Note that for some reason that is not completely clear to me root(...,resolve.root=TRUE) and multi2di(root(...)) don't yield the same tree & branch lengths - the latter being what we need in this case.

1 comment:

  1. Hi Liam,

    thanks for this post! My comment is probably a bit late, but I wonder: how (and why!) does ouTree work at all?

    I understand that it is transforming branch lengths so that the ML estimate for standard BM will return ancestors under the OU model - but how is that possible?

    I can imaging that for a character that grows, say, quadratically or exponentially over time, you modify branches by lengthening them appropriately, and I can somehow imagine it for Pagels lambda etc., but I don't get it for OU.

    I looked into the code and it does something like scale each branch exponentially according to its length and height in the tree and according to alpha. But I wonder: there is no theta involved in that formula.

    I know that the tip values under OU are distributed according to a normal distribution, so in that sense it is similar to a BM model.
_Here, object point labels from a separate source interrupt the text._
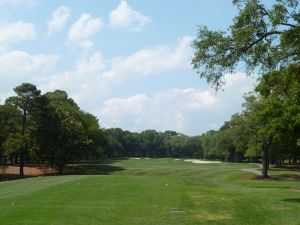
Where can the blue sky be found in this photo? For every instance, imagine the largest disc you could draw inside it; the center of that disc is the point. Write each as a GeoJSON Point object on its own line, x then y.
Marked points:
{"type": "Point", "coordinates": [127, 62]}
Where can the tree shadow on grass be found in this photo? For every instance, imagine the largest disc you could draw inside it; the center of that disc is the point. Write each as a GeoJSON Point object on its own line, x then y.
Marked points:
{"type": "Point", "coordinates": [291, 200]}
{"type": "Point", "coordinates": [103, 167]}
{"type": "Point", "coordinates": [99, 168]}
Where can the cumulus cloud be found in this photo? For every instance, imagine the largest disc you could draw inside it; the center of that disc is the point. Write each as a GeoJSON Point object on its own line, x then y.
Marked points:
{"type": "Point", "coordinates": [151, 61]}
{"type": "Point", "coordinates": [16, 32]}
{"type": "Point", "coordinates": [84, 28]}
{"type": "Point", "coordinates": [18, 66]}
{"type": "Point", "coordinates": [95, 77]}
{"type": "Point", "coordinates": [59, 19]}
{"type": "Point", "coordinates": [190, 110]}
{"type": "Point", "coordinates": [125, 17]}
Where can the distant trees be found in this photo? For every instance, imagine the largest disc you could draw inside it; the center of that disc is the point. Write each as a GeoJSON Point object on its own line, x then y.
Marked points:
{"type": "Point", "coordinates": [47, 128]}
{"type": "Point", "coordinates": [259, 37]}
{"type": "Point", "coordinates": [268, 127]}
{"type": "Point", "coordinates": [151, 143]}
{"type": "Point", "coordinates": [264, 39]}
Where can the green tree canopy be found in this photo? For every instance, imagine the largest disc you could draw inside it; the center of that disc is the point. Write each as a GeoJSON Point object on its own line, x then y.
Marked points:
{"type": "Point", "coordinates": [260, 37]}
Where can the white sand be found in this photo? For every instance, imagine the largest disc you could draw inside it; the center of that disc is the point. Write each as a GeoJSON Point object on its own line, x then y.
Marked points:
{"type": "Point", "coordinates": [200, 161]}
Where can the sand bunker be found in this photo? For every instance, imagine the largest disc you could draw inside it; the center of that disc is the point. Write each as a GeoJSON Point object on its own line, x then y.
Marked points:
{"type": "Point", "coordinates": [200, 161]}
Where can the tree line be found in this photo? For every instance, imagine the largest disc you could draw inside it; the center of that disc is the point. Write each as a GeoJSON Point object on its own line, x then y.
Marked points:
{"type": "Point", "coordinates": [48, 128]}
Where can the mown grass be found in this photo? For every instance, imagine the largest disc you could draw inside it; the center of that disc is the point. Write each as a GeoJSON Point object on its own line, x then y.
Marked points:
{"type": "Point", "coordinates": [151, 191]}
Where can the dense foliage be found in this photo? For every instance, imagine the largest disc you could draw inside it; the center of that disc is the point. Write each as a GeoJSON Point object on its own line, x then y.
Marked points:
{"type": "Point", "coordinates": [267, 38]}
{"type": "Point", "coordinates": [47, 128]}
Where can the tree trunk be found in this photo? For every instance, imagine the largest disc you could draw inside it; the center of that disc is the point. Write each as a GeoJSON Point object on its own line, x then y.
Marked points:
{"type": "Point", "coordinates": [266, 142]}
{"type": "Point", "coordinates": [22, 150]}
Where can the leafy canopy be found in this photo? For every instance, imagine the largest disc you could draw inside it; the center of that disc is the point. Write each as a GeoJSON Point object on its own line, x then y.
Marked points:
{"type": "Point", "coordinates": [260, 37]}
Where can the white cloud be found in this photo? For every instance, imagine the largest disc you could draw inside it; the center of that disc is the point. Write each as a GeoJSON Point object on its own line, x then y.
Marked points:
{"type": "Point", "coordinates": [94, 77]}
{"type": "Point", "coordinates": [84, 28]}
{"type": "Point", "coordinates": [59, 19]}
{"type": "Point", "coordinates": [15, 32]}
{"type": "Point", "coordinates": [125, 17]}
{"type": "Point", "coordinates": [152, 61]}
{"type": "Point", "coordinates": [18, 66]}
{"type": "Point", "coordinates": [190, 111]}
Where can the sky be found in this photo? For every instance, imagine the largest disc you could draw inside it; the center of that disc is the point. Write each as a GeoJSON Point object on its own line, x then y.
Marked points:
{"type": "Point", "coordinates": [126, 62]}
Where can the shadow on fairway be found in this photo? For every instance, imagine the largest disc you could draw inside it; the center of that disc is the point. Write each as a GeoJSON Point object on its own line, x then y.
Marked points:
{"type": "Point", "coordinates": [92, 168]}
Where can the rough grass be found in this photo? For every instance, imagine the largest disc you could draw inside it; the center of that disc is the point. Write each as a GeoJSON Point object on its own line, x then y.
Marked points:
{"type": "Point", "coordinates": [151, 191]}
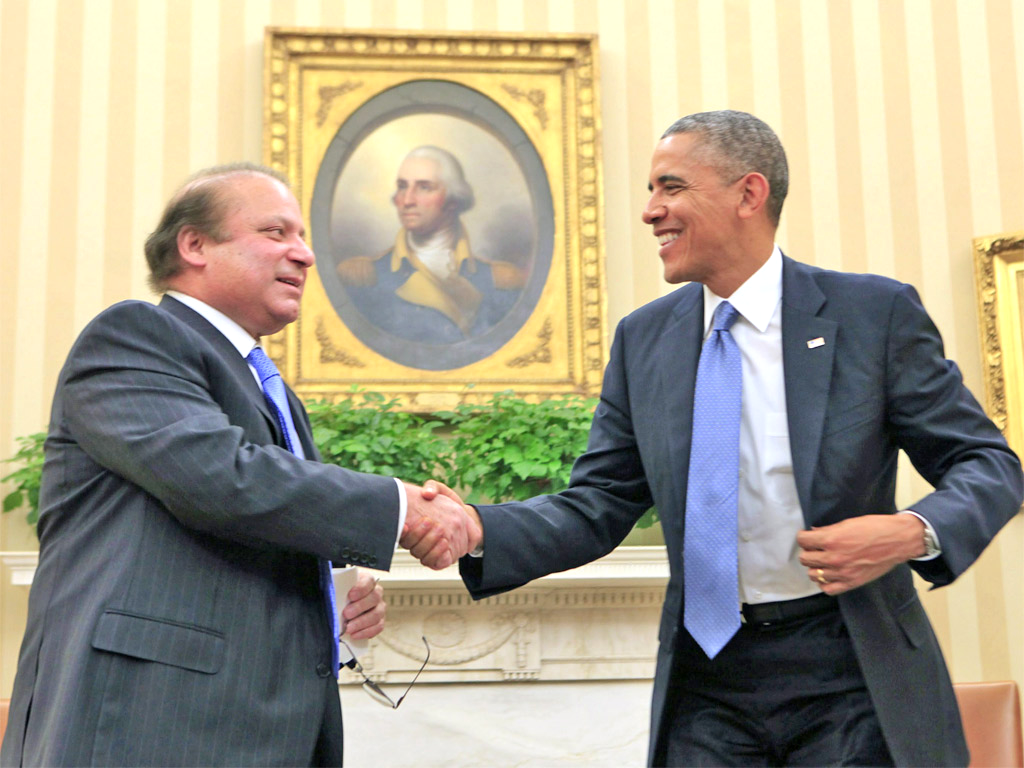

But while the mean of that Normal under a BM is simply the value of the root, the mean of the Normal under an OU model is dependent on theta.

    So I wonder - how can scaling the branches and using ML inference be enough to infer ancestral states under OU - since (I believe) this scaling can only influence the variation, but not the mean? Is there a manuscript somewhere that explains the math behind this?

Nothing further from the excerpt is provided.